Lawfare: Summary: Circuit Split on Device Searches at the Border in US v. Touset

Lawfare: Summary: Circuit Split on Device Searches at the Border in US v. Touset by Grayson Clary:

More and more federal courts are confronting the question whether the government’s traditional authority to search persons and property at the border—without a warrant, and typically without any degree of individualized suspicion—extends to travelers’ electronic devices. Two circuits, the fourth and the ninth, have concluded that investigators need at least reasonable suspicion to conduct forensic device searches in light of the stark privacy interests at stake—interests the Supreme Court recognized in Riley v. California. On May 23, the Eleventh Circuit rejected that approach, ruling in United States v. Touset that suspicion is never required for device searches at the border and opening a circuit split that may draw the Supreme Court’s attention.

Two months ago, in United States v.
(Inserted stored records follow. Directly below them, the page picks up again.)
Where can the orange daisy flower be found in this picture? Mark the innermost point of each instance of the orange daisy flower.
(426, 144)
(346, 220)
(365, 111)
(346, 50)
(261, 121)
Vergara, the Eleventh Circuit rejected a child pornography defendant’s argument that device searches require a warrant in the wake of Riley. In a brief opinion, the panel emphasized that Riley “expressly limited its holding to the search-incident-to-arrest exception.” Judge Jill Pryor stressed in dissent that Riley’s reasoning sweeps more broadly. The Supreme Court’s description of the privacy concerns raised by device searches applies as much to travelers as arrestees. And its key question in Riley—whether “application of the [warrant exception] to a particular category of effects would untether the rule from the justifications underlying the exception”—could be asked at the border too. The dissent emphasized that the border exception is usually grounded in the need to intercept contraband, a rationale that loses much of its force when applied to data that could just as well enter the country through the internet. But the court’s majority wasn’t moved by that reasoning.